'Re: [PATCH v5.10.y] crypto: caam/jr - Fix possible caam_jr crash'

[prev in list] [next in list] [prev in thread] [next in thread] 

List:       linux-crypto-vger
Subject:    Re: [PATCH v5.10.y] crypto: caam/jr - Fix possible caam_jr crash
From:       Horia Geanta <horia.geanta () nxp ! com>
Date:       2024-01-31 13:34:17
Message-ID: 5be20cd5-8758-452c-81a9-6452df7aedeb () nxp ! com
[Download RAW message or body]

On 12/21/2023 11:32 AM, Kun Song wrote:
> Test environment:
> Linux kernel version: 5.10.y
> Architecture: ARM Cortex-A
> Processor: NXP Layerscape LS1028
> 
> Crash in reboot tests:
> Reproducibility: 1%
> 
Replying here to comment on the log.
I've added all the people from the latest reply, i.e.:
https://lore.kernel.org/linux-crypto/AM0PR04MB6004AECDD044F1E6BF3B6732E7682@AM0PR04MB6004.eurprd04.prod.outlook.com


> If a job ring is still allocated, Once caam_jr_remove() returned,
> jrpriv will be freed and the registers will get unmapped.Then
In this case, most likely the root cause is different (see below).

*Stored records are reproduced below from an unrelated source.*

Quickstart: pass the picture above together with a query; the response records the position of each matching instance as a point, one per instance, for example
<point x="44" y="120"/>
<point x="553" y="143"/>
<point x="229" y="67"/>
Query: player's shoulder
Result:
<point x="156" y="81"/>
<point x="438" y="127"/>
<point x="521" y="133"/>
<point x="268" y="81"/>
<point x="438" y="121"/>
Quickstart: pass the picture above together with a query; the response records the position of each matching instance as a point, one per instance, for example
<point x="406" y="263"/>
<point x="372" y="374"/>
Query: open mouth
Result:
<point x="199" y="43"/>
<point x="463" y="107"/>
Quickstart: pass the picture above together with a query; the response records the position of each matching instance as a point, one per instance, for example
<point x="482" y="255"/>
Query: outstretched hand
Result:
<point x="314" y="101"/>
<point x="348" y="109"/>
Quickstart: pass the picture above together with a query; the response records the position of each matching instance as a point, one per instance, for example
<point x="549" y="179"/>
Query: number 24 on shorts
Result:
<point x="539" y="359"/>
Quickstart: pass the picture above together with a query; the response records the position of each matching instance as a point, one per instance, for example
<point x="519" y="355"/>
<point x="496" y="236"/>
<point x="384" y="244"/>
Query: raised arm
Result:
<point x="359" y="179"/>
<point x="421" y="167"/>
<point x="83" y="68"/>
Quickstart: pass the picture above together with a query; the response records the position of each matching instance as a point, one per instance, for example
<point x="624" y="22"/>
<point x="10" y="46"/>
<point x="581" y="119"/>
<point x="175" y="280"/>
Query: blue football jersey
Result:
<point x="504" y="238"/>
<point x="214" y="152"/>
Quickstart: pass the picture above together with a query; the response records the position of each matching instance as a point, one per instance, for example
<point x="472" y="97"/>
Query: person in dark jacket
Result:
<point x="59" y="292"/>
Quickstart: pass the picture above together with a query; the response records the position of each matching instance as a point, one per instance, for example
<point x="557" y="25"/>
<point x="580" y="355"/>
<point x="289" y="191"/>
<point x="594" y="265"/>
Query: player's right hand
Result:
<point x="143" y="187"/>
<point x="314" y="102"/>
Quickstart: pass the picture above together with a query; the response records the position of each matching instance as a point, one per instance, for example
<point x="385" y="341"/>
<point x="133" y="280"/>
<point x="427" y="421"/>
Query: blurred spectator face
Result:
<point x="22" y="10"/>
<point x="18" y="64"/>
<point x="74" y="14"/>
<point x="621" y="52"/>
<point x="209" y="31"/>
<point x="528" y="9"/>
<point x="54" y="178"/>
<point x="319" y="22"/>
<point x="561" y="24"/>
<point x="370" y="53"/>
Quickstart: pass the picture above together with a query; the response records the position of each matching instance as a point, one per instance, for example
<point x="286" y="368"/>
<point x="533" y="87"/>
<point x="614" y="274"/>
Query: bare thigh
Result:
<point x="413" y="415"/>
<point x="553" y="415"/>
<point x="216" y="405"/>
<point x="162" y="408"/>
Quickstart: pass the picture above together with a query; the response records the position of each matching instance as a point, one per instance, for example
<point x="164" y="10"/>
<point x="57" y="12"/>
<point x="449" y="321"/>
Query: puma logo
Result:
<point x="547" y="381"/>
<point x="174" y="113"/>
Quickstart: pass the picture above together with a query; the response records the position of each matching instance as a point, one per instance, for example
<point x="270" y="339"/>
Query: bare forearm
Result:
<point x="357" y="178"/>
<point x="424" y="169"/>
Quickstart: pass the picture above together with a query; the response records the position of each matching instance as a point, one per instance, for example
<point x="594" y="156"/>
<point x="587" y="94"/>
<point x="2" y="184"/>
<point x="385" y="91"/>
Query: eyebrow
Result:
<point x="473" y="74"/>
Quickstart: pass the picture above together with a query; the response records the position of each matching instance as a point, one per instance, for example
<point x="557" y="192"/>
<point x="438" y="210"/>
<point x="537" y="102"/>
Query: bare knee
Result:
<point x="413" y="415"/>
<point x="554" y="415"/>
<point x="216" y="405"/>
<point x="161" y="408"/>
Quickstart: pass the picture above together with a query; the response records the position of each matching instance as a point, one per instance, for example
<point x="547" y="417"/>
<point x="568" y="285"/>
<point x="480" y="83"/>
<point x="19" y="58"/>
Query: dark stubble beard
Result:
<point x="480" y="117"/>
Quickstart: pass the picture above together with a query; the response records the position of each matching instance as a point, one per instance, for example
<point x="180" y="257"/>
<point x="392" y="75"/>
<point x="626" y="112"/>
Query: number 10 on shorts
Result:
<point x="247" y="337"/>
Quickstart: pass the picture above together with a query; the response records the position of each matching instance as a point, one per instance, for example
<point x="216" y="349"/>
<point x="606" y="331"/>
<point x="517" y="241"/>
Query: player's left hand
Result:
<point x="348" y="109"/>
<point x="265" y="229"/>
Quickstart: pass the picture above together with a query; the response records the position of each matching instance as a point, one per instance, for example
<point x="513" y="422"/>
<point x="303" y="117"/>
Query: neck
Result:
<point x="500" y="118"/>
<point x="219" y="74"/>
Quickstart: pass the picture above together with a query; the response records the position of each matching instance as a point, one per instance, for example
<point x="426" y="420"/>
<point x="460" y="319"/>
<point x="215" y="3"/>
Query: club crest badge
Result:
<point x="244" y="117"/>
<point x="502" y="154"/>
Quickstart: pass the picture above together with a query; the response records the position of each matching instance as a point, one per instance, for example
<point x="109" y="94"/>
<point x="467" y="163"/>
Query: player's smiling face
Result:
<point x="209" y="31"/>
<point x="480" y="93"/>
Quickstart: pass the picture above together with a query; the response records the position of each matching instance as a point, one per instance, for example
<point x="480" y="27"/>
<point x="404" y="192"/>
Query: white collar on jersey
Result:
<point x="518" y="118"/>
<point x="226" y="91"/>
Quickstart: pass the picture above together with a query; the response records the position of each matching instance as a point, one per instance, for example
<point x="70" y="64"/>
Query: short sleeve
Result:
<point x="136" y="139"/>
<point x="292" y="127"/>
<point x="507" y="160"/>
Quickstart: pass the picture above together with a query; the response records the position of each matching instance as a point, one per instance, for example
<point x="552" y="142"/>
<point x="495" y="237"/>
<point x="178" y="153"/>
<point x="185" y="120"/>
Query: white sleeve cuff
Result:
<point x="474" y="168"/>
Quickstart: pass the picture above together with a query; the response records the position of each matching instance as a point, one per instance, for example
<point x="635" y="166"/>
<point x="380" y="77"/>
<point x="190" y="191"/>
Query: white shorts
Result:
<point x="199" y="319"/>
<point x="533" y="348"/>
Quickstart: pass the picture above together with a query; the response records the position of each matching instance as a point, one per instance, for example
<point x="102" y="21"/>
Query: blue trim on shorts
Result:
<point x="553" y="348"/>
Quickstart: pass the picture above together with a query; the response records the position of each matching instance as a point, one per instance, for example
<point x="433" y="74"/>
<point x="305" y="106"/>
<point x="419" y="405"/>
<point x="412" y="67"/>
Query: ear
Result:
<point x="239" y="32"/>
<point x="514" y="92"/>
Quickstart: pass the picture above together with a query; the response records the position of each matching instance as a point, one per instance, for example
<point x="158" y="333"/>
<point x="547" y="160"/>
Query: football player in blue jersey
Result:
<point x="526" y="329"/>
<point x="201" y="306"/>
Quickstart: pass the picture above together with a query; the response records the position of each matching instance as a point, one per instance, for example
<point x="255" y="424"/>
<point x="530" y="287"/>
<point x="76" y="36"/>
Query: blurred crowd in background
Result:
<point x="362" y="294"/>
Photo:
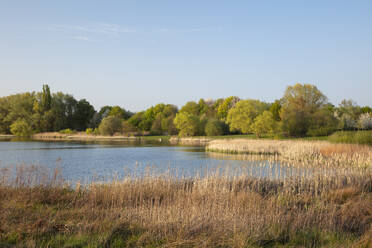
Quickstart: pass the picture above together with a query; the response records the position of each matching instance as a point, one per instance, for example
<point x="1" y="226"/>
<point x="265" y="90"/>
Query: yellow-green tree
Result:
<point x="299" y="103"/>
<point x="21" y="128"/>
<point x="264" y="124"/>
<point x="187" y="124"/>
<point x="241" y="117"/>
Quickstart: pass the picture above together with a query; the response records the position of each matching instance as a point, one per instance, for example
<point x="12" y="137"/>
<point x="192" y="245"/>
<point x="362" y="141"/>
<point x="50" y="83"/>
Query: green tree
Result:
<point x="191" y="108"/>
<point x="21" y="128"/>
<point x="241" y="117"/>
<point x="225" y="106"/>
<point x="323" y="122"/>
<point x="215" y="127"/>
<point x="275" y="110"/>
<point x="119" y="112"/>
<point x="46" y="99"/>
<point x="299" y="104"/>
<point x="264" y="124"/>
<point x="110" y="125"/>
<point x="187" y="124"/>
<point x="83" y="114"/>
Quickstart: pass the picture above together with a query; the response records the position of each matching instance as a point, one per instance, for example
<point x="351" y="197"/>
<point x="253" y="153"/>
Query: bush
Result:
<point x="356" y="137"/>
<point x="110" y="125"/>
<point x="215" y="128"/>
<point x="21" y="128"/>
<point x="67" y="131"/>
<point x="89" y="131"/>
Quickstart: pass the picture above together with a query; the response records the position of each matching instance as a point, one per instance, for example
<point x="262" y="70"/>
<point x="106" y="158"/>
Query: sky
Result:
<point x="136" y="54"/>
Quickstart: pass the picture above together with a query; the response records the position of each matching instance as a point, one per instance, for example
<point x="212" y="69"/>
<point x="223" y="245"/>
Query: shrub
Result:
<point x="365" y="121"/>
<point x="215" y="128"/>
<point x="188" y="124"/>
<point x="357" y="137"/>
<point x="21" y="128"/>
<point x="110" y="125"/>
<point x="89" y="131"/>
<point x="67" y="131"/>
<point x="264" y="124"/>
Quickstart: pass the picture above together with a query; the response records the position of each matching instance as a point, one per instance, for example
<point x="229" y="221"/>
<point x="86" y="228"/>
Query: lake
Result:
<point x="86" y="161"/>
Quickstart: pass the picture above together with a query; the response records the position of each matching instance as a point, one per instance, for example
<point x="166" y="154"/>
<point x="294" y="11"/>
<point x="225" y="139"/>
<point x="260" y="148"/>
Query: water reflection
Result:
<point x="105" y="160"/>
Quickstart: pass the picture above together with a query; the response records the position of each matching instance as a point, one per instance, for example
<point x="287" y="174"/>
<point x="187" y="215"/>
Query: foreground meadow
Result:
<point x="330" y="207"/>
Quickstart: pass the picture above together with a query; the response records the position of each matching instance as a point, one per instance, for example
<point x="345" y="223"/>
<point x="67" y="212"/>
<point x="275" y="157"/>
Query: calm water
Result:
<point x="85" y="161"/>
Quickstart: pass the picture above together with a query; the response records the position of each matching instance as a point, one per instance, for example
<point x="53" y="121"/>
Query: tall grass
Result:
<point x="219" y="209"/>
<point x="299" y="152"/>
<point x="356" y="137"/>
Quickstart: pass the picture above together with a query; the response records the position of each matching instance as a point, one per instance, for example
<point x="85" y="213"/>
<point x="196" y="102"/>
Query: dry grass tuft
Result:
<point x="37" y="209"/>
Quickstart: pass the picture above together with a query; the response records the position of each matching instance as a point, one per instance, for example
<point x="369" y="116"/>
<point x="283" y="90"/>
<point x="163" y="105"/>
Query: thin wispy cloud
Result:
<point x="182" y="30"/>
<point x="104" y="31"/>
<point x="98" y="31"/>
<point x="83" y="38"/>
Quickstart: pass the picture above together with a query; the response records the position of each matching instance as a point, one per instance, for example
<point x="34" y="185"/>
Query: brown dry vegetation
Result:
<point x="300" y="153"/>
<point x="37" y="209"/>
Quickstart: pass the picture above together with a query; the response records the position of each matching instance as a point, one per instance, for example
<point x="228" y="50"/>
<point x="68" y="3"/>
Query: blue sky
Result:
<point x="138" y="53"/>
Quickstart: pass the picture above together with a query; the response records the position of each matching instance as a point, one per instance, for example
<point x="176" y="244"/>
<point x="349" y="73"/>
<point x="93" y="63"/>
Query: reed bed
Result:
<point x="314" y="153"/>
<point x="222" y="208"/>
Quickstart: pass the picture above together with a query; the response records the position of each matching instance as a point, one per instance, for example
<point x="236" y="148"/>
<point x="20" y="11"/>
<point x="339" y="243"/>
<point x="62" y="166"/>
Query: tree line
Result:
<point x="302" y="111"/>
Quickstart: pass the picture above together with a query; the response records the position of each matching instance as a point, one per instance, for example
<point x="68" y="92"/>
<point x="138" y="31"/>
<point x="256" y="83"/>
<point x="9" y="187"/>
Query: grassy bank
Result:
<point x="37" y="209"/>
<point x="355" y="137"/>
<point x="82" y="136"/>
<point x="299" y="152"/>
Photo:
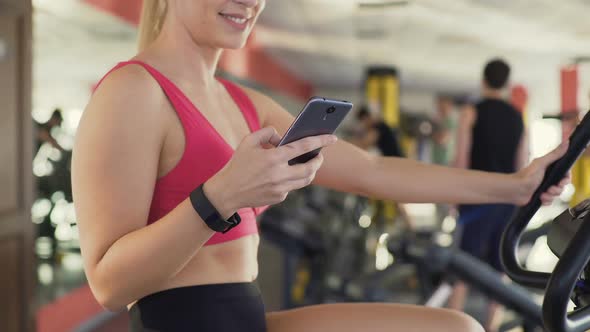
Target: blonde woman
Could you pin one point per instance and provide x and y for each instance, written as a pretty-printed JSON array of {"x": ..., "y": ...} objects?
[{"x": 168, "y": 156}]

> caam_jr_interrupt will get error irqstate value.
> So such a job ring will probably crash.Crash info is below:
> --------------------------------------
> RBS Sys: Restart ordered by epghd(0x1)
> RBS Sys: RESTARTING
This looks like a system restart.

> caam_jr 8030000.jr: Device is busy
> caam_jr 8020000.jr: Device is busy
> caam_jr 8010000.jr: Device is busy
For some reason, there are still tfms accounted for on all these caam job rings.
Maybe the system restart is not handled correctly at some point,
hence some resource leaks (unallocated tfms).

As already discussed, exiting early from caam_jr .remove() callback will leave
the HW unquiesced (e.g. job rings not flushed), interrupts still active.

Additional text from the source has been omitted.